# Best On-line design tool?



## EmbroidMeCat (May 2, 2010)

Greeting and Happy New Year -

What is the current state of the art as far as on-line design tools goes.

Any recommendations for a good tool to incorporate into our web site?

Would like:

1. The ability for my customers to upload artwork, and
2. Pre-packaged templates and clip art

I don't know how the designers of these tools handle product selection (blanks).

I'm looking forward to hearing ideas and suggestions.

Dan


----------



## picturekid (Jun 28, 2015)

Well I was just like you a few month back but I finally went with design-n-buy because of where I am located, I really wanted ink soft but they do not support outside the US. My website is currently under construction but if you like I could inbox you a link to test mines.

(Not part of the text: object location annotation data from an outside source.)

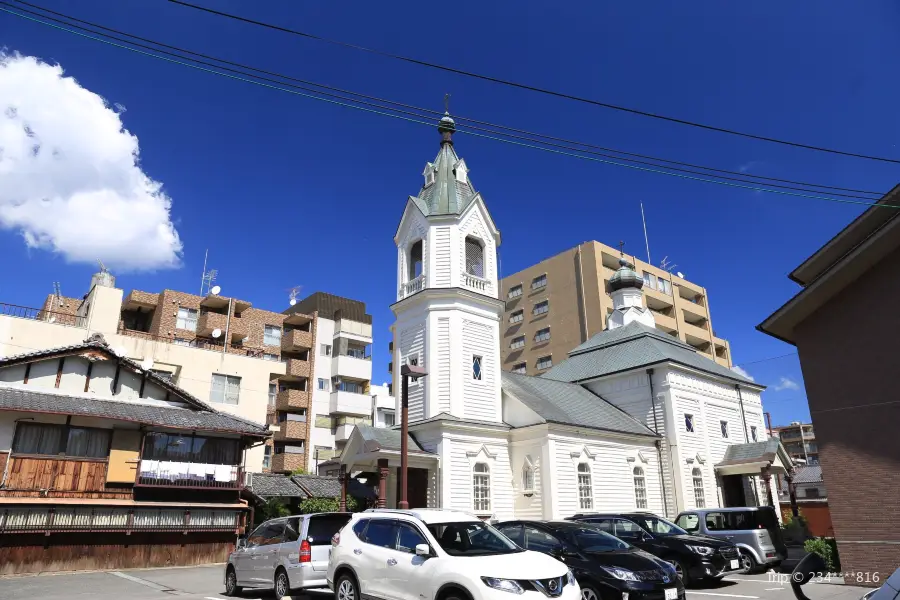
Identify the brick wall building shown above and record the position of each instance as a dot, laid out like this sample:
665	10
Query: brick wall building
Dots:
845	327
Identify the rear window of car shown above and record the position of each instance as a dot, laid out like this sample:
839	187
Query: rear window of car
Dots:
323	527
740	520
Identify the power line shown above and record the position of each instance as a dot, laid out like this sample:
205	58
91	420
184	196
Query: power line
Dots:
532	88
573	153
459	119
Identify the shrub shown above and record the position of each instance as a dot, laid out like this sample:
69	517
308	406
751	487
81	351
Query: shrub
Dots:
827	549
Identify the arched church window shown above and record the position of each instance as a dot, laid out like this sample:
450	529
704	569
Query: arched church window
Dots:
699	498
481	487
415	260
640	488
527	478
585	487
474	257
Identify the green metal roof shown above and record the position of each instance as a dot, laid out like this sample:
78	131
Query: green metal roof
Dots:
446	195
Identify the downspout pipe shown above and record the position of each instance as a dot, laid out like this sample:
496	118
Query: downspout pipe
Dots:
658	444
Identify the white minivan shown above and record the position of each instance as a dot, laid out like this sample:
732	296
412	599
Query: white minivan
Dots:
440	555
284	554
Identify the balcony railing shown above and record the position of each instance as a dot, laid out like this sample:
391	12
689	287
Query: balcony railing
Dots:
413	286
102	518
37	314
201	343
164	473
473	282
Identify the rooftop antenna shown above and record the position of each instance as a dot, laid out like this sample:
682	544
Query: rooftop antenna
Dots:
646	239
208	276
293	293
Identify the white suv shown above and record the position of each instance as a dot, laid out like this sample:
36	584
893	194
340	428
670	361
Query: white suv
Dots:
439	555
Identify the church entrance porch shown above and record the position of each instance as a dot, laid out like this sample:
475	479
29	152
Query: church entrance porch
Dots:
372	456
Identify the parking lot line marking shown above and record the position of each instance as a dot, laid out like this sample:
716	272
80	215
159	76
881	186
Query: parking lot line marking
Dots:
722	595
150	584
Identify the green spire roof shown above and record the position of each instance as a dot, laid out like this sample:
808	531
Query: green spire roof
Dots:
443	193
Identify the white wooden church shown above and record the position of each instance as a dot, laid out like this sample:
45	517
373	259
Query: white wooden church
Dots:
632	419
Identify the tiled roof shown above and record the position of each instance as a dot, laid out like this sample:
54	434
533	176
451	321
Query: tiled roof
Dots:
266	485
98	343
630	347
136	411
570	404
382	438
737	454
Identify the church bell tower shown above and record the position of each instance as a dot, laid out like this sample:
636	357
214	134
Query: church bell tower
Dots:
448	313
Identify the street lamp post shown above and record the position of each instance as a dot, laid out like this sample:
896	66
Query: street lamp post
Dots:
407	372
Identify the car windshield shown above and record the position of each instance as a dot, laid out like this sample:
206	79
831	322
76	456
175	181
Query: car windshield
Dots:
593	539
658	526
471	539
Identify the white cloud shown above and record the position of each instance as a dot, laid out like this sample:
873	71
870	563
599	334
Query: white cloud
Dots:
70	179
740	371
786	383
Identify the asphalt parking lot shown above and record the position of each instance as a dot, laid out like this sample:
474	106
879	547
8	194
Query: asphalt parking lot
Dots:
205	583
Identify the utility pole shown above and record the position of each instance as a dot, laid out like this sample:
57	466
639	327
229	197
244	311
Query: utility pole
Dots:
407	372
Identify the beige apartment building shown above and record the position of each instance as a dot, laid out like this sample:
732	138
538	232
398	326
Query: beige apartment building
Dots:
256	364
562	301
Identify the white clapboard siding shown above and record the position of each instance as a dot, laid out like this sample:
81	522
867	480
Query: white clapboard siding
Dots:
479	398
442	257
441	365
412	344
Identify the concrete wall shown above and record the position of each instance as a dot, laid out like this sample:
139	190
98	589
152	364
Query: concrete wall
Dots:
848	356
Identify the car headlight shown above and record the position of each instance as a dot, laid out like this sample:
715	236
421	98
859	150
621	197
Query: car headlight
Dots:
701	550
619	573
506	585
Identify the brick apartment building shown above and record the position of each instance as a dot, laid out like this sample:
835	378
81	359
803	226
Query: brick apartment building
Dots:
845	328
562	301
257	364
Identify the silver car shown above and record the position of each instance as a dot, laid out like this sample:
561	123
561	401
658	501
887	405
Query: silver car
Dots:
754	529
284	554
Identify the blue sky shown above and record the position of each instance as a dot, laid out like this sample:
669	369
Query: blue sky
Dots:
265	179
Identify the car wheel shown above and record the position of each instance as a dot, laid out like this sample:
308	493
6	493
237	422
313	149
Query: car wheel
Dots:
231	586
345	589
682	571
589	593
748	563
282	584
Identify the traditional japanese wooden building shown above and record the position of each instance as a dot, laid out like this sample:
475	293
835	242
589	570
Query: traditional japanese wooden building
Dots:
106	464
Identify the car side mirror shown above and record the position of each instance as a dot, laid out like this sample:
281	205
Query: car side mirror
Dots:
811	566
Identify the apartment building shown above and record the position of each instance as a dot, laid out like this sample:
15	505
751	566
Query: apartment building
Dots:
559	303
243	360
799	439
342	392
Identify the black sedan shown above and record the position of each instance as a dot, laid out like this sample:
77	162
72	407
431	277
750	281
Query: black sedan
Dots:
606	567
694	556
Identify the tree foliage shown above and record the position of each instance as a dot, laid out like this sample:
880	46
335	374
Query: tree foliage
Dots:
314	505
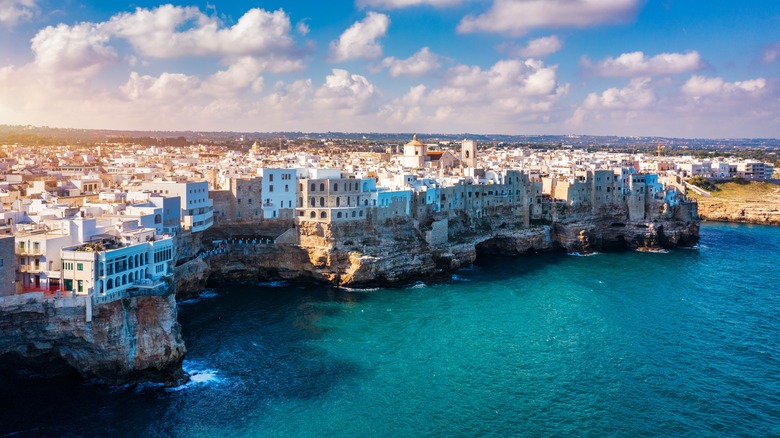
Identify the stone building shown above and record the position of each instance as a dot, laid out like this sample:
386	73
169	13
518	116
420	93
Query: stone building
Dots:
7	266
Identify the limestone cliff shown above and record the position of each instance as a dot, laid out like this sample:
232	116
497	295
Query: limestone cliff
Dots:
129	340
747	212
365	253
754	202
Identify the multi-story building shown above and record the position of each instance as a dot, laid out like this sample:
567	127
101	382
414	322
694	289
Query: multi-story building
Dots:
109	268
197	212
7	266
278	192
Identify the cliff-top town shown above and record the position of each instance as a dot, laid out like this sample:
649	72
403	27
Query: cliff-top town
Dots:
102	223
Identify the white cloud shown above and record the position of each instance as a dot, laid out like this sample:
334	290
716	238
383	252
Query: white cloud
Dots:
360	39
14	11
516	17
634	96
698	87
508	93
622	104
302	28
167	87
771	53
64	49
420	63
155	33
701	107
541	47
397	4
351	93
637	64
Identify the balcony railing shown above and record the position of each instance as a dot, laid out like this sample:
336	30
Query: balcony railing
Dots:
29	251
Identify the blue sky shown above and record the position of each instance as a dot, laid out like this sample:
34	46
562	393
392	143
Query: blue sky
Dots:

T-Shirt Design Software | Online T Shirt Designer tool | Magento based Tshirt Ecommerce Software | Design'N'Buy


----------



## jfisk3475 (Jan 28, 2011)

picturekid said:


> Well I was just like you a few month back but I finally went with design-n-buy because of where I am located, I really wanted ink soft but they do not support outside the US. My website is currently under construction but if you like I could inbox you a link to test mines.
> 
> T-Shirt Design Software | Online T Shirt Designer tool | Magento based Tshirt Ecommerce Software | Design'N'Buy


I tried making contact with them. If they run their business like they return calls they won't last. Twice they said they would call back in 2 to 3 minutes. Well 2 hrs later no call. 

Sent from my SM-G900T using T-Shirt Forums


----------



## gnizitigid (Jan 23, 2007)

Which CMS you use, if WP, than t-shirt designer plugin is there


----------



## picturekid (Jun 28, 2015)

customer service was not a hundred percent I must say but the plugin seems to do 90% of what I needed which was a plus.


----------



## jfisk3475 (Jan 28, 2011)

Idk. Think I am going with open shirt.

Sent from my SM-G900T using T-Shirt Forums


----------



## AE7HF (Nov 29, 2015)

I went with Inksoft Pro. I would post my site so you can see, but I don't want to get slapped for self promotion.


----------



## andrewdennish (Dec 16, 2015)

Google Fonts - If you're looking for quality typography for your next design, check out Google Fonts. This directory of web fonts makes it easy for users to add a font to their website in seconds or download it to their computer to use later.


----------



## Rankin Textile (Feb 17, 2016)

We use Inksoft and have no complaints. There customer service is very good also. You can check out our design lab.


----------



## emagic13 (Feb 19, 2016)

How did you find open shirt? Looks like a good deal, but can't decide how good an option it is.


----------